By the end of this course participants will…Understand how local phenomena interact with the Next Generation Science Standards, climate change, ecosystems, and people in a community.Experience how local phenomena and field investigations can build scientific understanding.

This teaching activity addresses environmental stresses on corals. Students assess coral bleaching using water temperature data from the NOAA National Data Buoy Center. Students learn about the habitat of corals, the stresses on coral populations, and the impact of increased sea surface temperatures on coral reefs. In a discussion section, the connection between coral bleaching and global warming is drawn.

The Student Climate Assembly Toolkit describes how we design and implementation of the program. This is not a plug and play unit plan. Instead, it is a guide with options and resources for teachers to adapt this model to their own region and classroom.  The primary audience for this toolkit is high school civics teachers, but it may be of interest to other educators.This toolkit includes: a description of SCA preparation, components and how they were presented (section 1); background information about climate science, deliberative democracy, climate justice and social emotional learning (sections 1 & 3); learning standards & student assessment (section 2); sources for teacher and student research (section 3); and examples of SCA teaching tools (section 4)

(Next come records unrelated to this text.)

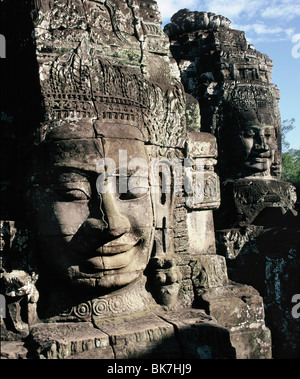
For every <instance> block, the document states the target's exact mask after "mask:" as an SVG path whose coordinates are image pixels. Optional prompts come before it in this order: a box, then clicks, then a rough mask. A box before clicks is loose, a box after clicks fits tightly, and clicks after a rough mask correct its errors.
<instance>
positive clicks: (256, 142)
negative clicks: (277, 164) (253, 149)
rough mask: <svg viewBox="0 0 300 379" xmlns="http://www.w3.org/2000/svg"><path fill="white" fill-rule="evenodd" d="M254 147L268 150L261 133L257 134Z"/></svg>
mask: <svg viewBox="0 0 300 379" xmlns="http://www.w3.org/2000/svg"><path fill="white" fill-rule="evenodd" d="M254 147H255V149H256V150H268V148H269V147H268V145H267V144H266V141H265V138H264V136H263V135H258V136H257V138H256V143H255V145H254Z"/></svg>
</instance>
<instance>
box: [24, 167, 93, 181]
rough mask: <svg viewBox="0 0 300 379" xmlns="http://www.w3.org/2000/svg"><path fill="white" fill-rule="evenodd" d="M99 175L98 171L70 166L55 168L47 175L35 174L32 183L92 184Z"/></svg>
mask: <svg viewBox="0 0 300 379" xmlns="http://www.w3.org/2000/svg"><path fill="white" fill-rule="evenodd" d="M97 175H99V174H98V173H97V172H96V171H92V170H86V169H80V168H78V167H70V166H54V167H51V170H50V171H47V172H46V173H44V172H42V173H38V174H35V175H34V176H33V178H32V182H33V183H34V184H35V183H36V184H50V183H58V182H60V183H66V182H90V181H91V180H92V179H93V178H95V177H97Z"/></svg>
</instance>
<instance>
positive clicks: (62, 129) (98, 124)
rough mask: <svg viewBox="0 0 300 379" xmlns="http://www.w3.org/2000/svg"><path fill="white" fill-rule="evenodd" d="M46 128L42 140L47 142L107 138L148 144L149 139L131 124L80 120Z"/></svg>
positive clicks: (46, 126) (115, 122)
mask: <svg viewBox="0 0 300 379" xmlns="http://www.w3.org/2000/svg"><path fill="white" fill-rule="evenodd" d="M44 128H45V132H44V133H43V137H42V139H43V140H45V141H61V140H73V139H94V138H99V137H106V138H118V139H129V140H131V139H132V140H138V141H143V142H147V138H146V137H145V136H144V135H143V134H142V132H141V131H140V130H139V129H138V128H137V127H135V126H133V125H131V124H130V123H128V124H126V123H117V122H114V121H111V122H101V121H97V120H96V121H92V120H90V121H86V120H78V121H70V122H58V123H52V124H48V125H45V127H44Z"/></svg>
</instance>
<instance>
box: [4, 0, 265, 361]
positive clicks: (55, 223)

Through this set of lessons, students learn about the impacts of water shortages due to drought, make connections to climate patterns, and explore community resiliency solutions. The lessons engage students in evaluating solutions for a particular case study community. Students will need to do additional research on solutions, but by the end of the lesson, students will be able to articulate how drought, although a localized problem, has far-reaching impacts, and to suggest solutions to a problem that is projected to intensify as the climate continues to change.

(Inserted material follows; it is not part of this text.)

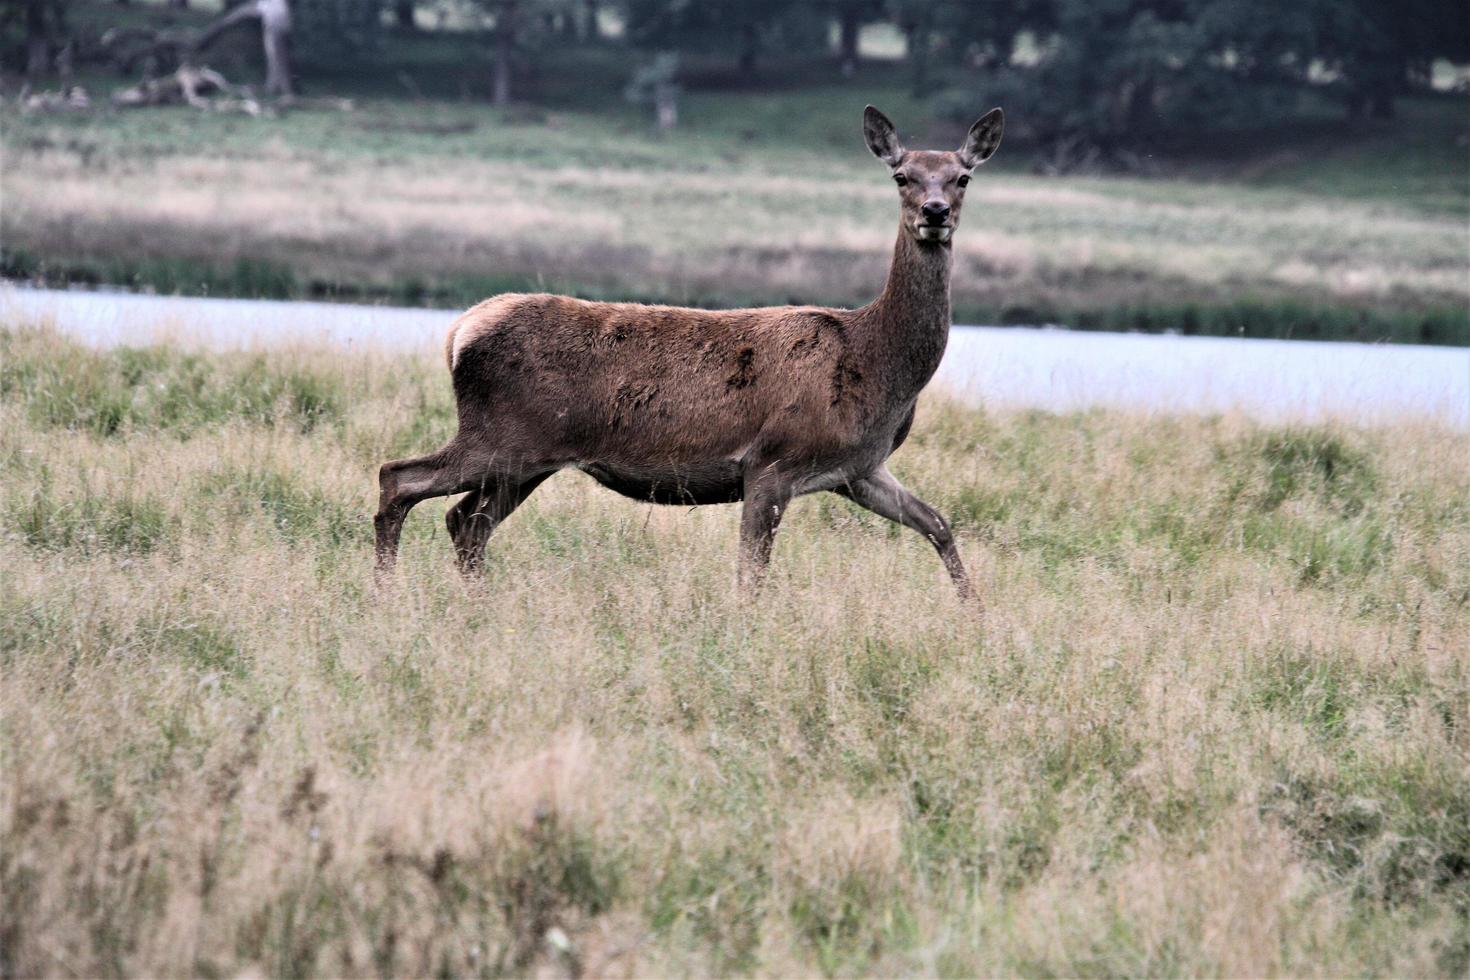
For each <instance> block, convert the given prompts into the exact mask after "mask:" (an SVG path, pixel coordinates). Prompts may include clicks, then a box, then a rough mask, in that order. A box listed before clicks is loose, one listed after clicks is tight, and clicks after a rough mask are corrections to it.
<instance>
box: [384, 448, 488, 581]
mask: <svg viewBox="0 0 1470 980" xmlns="http://www.w3.org/2000/svg"><path fill="white" fill-rule="evenodd" d="M463 475H465V461H463V458H462V457H460V454H459V453H454V451H453V450H451V447H445V448H442V450H440V451H438V453H431V454H429V455H420V457H415V458H412V460H392V461H391V463H384V464H382V469H379V470H378V488H379V494H378V514H376V516H375V517H373V527H375V530H376V538H378V541H376V566H378V573H379V574H384V573H388V572H391V570H392V566H394V564H395V563H397V560H398V538H400V536H401V535H403V520H404V517H407V516H409V511H410V510H413V505H415V504H417V502H419V501H423V500H428V498H431V497H445V495H447V494H453V492H454V491H459V489H463V488H465V485H466V482H467V480H466V479H465V476H463ZM470 485H473V483H472V482H470Z"/></svg>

This long classroom activity introduces students to a climate modeling software. Students visualize how temperature and snow coverage might change over the next 100 years. They run a 'climate simulation' to establish a baseline for comparison, do a 'experimental' simulation and compare the results. Students will then choose a region of their own interest to explore and compare the results with those documented in the IPCC impact reports. Students will gain a greater understanding and appreciation of the process and power of climate modeling.

This Earth Exploration Toolbook chapter uses ArcGIS and climate data from the National Center for Atmospheric Research (NCAR) Climate Change Scenarios GIS Data Portal to help users learn the basics of GIS-based climate modeling. The five-part exercise involves calculating summer average temperatures for the present day and future climate modeled output, visually comparing the temperature differences for the two model runs, and creating a temperature anomaly map to highlight air temperature increases or decreases around the world.